The history of technology is about revolution. New tools, new processes and new ways of computing have so altered the way that we live, that it is hard for us to recall life any other way. Have you ever stopped to think about what it must have been like before the Model T made mass car ownership a reality? Can you recall sitting at a typewriter, drafting a memo that would get filed away on a shelf in a massive storage room?
We are in the middle of such a revolution now. The phrase “Big Data” is en vogue right now, but at Lockheed Martin, we see it as more than a fad that is exciting marketers, IT professionals, and government agencies. It is something that is completely altering our operational landscape. And soon, we won’t be able to remember what the world was like before we could truly understand, analyze and leverage Big Data.
The last technology revolution was about the shift from the physical to the digital. But this shift didn’t free up information the way that we had hoped. Information was still trapped in documents. Instead of being fixed on pages and microfiche in file cabinets, data was locked in 1s and 0s on servers.
In fact, the digital revolution actually compounded the problem of information management. Advances in digital technology have turned everyone into a publisher, and gave rise to the phenomenon we refer to as “Big Data” today. Consider the fact that on Twitter alone, it only takes five days for the world to produce a billion tweets. Trying to comb through all of this content, let alone trying to understand it, through manual sorting and analysis is a daunting task.

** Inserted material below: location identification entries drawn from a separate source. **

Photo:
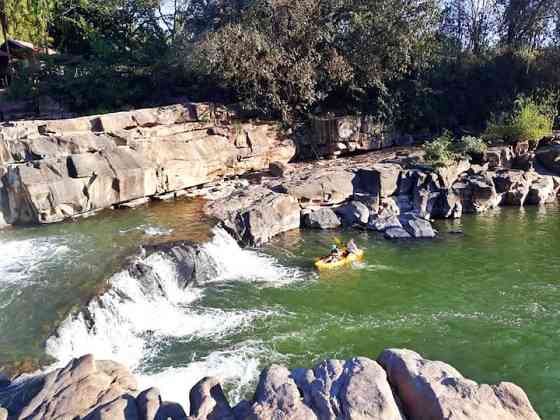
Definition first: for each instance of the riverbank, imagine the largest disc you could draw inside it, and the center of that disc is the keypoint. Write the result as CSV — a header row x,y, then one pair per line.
x,y
400,385
488,283
486,301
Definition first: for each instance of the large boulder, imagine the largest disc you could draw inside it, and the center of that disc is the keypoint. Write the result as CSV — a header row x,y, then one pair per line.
x,y
255,216
208,402
354,213
477,192
324,218
431,390
549,157
354,389
416,226
278,397
193,264
321,188
85,388
514,185
382,179
450,173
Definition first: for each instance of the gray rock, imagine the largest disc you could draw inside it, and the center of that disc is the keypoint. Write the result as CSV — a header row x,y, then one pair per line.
x,y
383,179
436,391
105,390
149,403
353,213
355,389
70,168
417,227
208,402
365,392
255,216
278,397
322,188
4,380
499,157
543,190
324,218
514,185
193,264
387,216
278,169
477,192
449,174
122,408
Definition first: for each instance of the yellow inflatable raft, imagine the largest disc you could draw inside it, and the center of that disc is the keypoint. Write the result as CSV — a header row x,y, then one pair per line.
x,y
324,264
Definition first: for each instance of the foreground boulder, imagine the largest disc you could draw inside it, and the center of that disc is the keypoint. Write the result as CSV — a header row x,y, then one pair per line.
x,y
436,391
401,385
84,388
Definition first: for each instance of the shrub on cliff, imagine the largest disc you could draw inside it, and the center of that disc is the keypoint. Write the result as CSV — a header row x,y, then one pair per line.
x,y
529,121
441,151
471,146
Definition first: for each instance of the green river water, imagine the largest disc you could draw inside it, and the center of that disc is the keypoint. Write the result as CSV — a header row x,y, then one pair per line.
x,y
486,301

Whether they are public (like Twitter, Facebook, or other social media posts) or private (like HRIS, ERP, or other business management platforms), our streams of information aren’t designed to talk to one another.
Without a way to help people understand all of these streams of information—not just what they say, but what they mean—Big Data will be nothing more than big noise.
The next technology revolution will be about the shift from the document to the data. In other words, technology professionals need to help organizations unchain information from its source, and automate the analysis of that data.
In the national security community, many intelligence analysts now refer to this as object-based analysis. Most data streams that analysts draw from are segmented from other data sources, and the process of acquiring and integrating the information from diverse sources can be time consuming and inefficient.
For example, our intelligence community customers might need to look at volumes of geospatial maps, videos, and other information sources to find one particular location that is of critical importance. This is equally true in the commercial world, where market analysts are trying to learn more about their customers. What magazines does she subscribe to? What are common brands purchased with his grocery rewards loyalty card? Does she have any children, and how old are they? Has he purchased a new car recently?
“Technology professionals need to help organizations unchain information from its source, and automate the analysis of that data”
Instead of manually trying to retrieve and integrate data, Lockheed Martin and other companies are helping our customers automatically extract relevant data from a wide variety of sources, and combine it to identify key threads. A military target, a consumer segment, or an event requiring further investigation are each treated as objects in this paradigm, and algorithms look across various information streams to find attributes associated with that object.
By using advanced analytics to distill huge volumes of information into a single object, analysts (whether examining a military adversary or the marketplace) spend less time collecting and sorting through known information and more time understanding it to identify gaps and additional areas for investigation.
A good example of this is the Worldwide Integrated Crisis Early Warning System, or W-ICEWS. This system that Lockheed Martin developed collects, digests and evaluates mountains of data from open source platforms, such as social media streams, to help forecast future events. The system uses a collection of social science models and aggregates their output based on the historical accuracy of those models to forecast possible future events, such as incidents of unrest that may lead to social instability. Originally conceived as an exploratory DARPA project, W-ICEWS now has users from several dozen government organizations.
Information distillation doesn’t need to only happen at a global level; Big Data can be very personal as well. The same analytic evaluation can take place at a molecular level in the human body. By understanding biological Big Data outputs from the human body, Big Data tools can help hospitals detect illness faster and with greater accuracy.
Data is abundant, and harnessing data is the new revolution. The trick is getting information to work for us, rather than making us work for information. As was the case with so many innovations that have come before, after we get to the point where the information management is truly automated, we won’t be able to remember what it was like in the world before.